To those in the first camp, Musk serving as the sole decider at Twitter may be cause for celebration. To those in the second, quite the opposite. But both camps have cause for concern.
More than any other figure, Musk has become the embodiment of a level of concentration of power and wealth that would have seemed almost unthinkable just a couple of decades ago.
The world’s richest man, worth more than the GDPs of many countries, is now in control of one of the world’s most influential social networks. One individual now owns or oversees businesses that are shaping the automotive and space industries, rethinking core infrastructure with freight tunnels and satellite internet, building humanoid robots and brain-interface machines and determining how millions connect with each other and find news.
Musk, prone to self-aggrandizement, insists his interest is to aid humanity, but he also insists that he knows best how to do so at each turn and does not seem to take criticism very well. He and his supporters have been known to lash out at detractors on Twitter, where he spends an unusual amount of time for someone running multiple companies. And now, rather than take his ball and going home when countless users criticize him for, say, offering unsolicited advice on how to end Russia’s war in Ukraine, he is buying the whole field for $44 billion.
In 2022, many people may be accustomed to the tremendous power wielded by tech founders. Jeff Bezos, a fellow billionaire and Musk’s rival, also owns a rocket company and used his vast wealth to acquire The Washington Post. But Musk isn’t buying a newspaper, he’s buying the news, or at least one of the key platforms that shape it.

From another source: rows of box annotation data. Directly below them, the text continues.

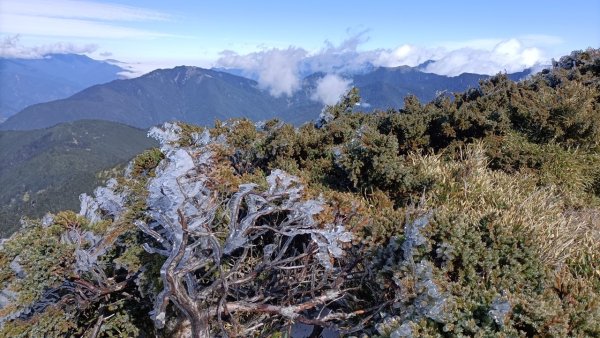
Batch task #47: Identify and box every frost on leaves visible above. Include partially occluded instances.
[136,125,352,337]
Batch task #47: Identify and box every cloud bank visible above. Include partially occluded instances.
[310,74,352,106]
[0,0,170,39]
[0,35,98,59]
[215,32,560,97]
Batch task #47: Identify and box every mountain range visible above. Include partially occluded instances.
[0,59,523,130]
[0,54,126,122]
[0,121,156,238]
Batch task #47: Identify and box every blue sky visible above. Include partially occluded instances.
[0,0,600,78]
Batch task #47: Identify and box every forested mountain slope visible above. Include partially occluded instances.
[0,49,600,337]
[0,120,156,237]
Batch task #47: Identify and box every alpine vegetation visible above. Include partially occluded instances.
[0,49,600,337]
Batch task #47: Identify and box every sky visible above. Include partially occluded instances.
[0,0,600,96]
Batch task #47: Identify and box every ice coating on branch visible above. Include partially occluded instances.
[79,178,125,223]
[135,124,352,328]
[61,229,106,274]
[488,296,512,326]
[380,211,453,337]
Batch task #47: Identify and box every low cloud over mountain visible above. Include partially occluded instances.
[216,32,556,97]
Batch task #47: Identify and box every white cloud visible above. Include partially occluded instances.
[373,44,444,67]
[425,39,547,76]
[310,74,352,105]
[0,35,98,59]
[218,47,306,97]
[216,32,560,96]
[0,0,169,39]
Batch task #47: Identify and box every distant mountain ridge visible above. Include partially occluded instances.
[0,54,127,121]
[0,120,157,238]
[0,66,528,130]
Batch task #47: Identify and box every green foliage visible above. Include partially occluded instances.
[0,121,156,237]
[0,50,600,337]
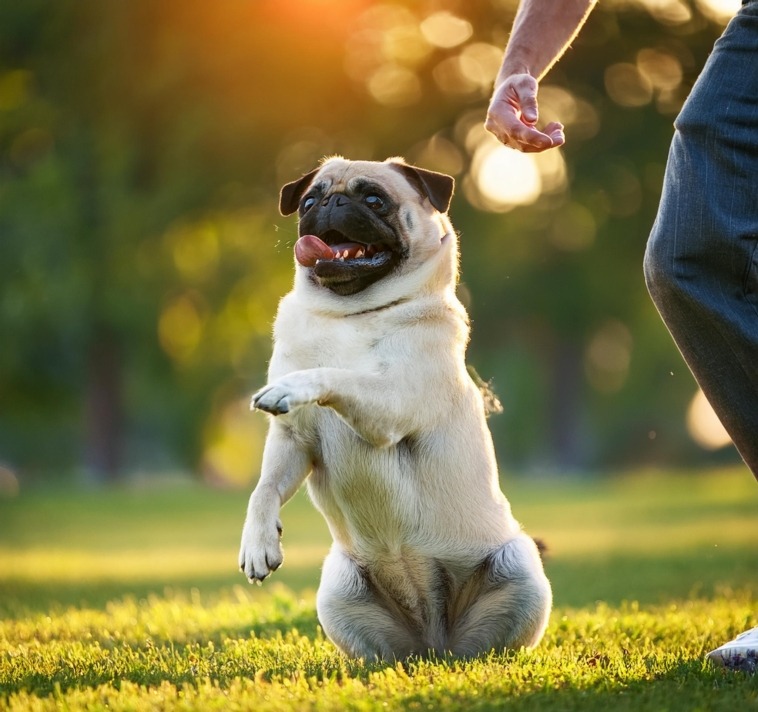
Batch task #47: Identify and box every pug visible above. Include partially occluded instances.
[239,157,552,660]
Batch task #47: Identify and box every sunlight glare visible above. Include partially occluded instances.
[472,142,542,212]
[687,390,732,450]
[696,0,741,25]
[421,10,474,49]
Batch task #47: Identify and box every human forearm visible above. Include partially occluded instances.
[495,0,597,86]
[484,0,597,152]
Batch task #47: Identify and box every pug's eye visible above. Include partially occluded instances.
[364,195,384,210]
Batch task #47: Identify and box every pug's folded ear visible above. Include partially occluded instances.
[389,161,455,213]
[279,168,319,215]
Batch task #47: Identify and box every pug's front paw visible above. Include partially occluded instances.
[239,519,284,583]
[250,371,320,415]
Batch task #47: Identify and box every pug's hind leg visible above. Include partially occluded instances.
[450,534,552,656]
[316,546,422,660]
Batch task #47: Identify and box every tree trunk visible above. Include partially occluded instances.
[85,327,123,482]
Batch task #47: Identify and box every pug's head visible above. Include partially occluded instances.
[279,158,454,296]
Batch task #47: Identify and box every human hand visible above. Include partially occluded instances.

It’s a level of unimpeachable power perhaps only rivaled by Zuckerberg, and there have been clear downsides in this sphere. Zuckerberg, whether he was being truthful or not, tried to downplay his platforms’ influence in the 2016 US presidential election only to spend years trying to extinguish scandals related to it. Facebook has since tried to push off its most difficult decisions to an independent oversight board, but the buck still stops with Zuckerberg. The same will go for Musk.
Elon Musk is a conglomerate, and each arm of his empire potentially gives him more leverage, real or imagined, in advocating for the others. Before lawmakers choose to speak out about concerns with Tesla, for example, some may also weigh whether Musk might discontinue offering his Starlink broadband internet system in Ukraine, or whether he might put his thumb on the scale to promote certain content on Twitter that may disadvantage them.
More immediately, however, owning a social network ensures Musk a different kind of personal power increasingly sought by other controversial billionaires, including Trump (with Truth Social) and Musk’s friend Ye (with a proposed deal to buy Parler). It is the power of knowing that, no matter what he says and no matter how offensive it may be, he can never be turned off.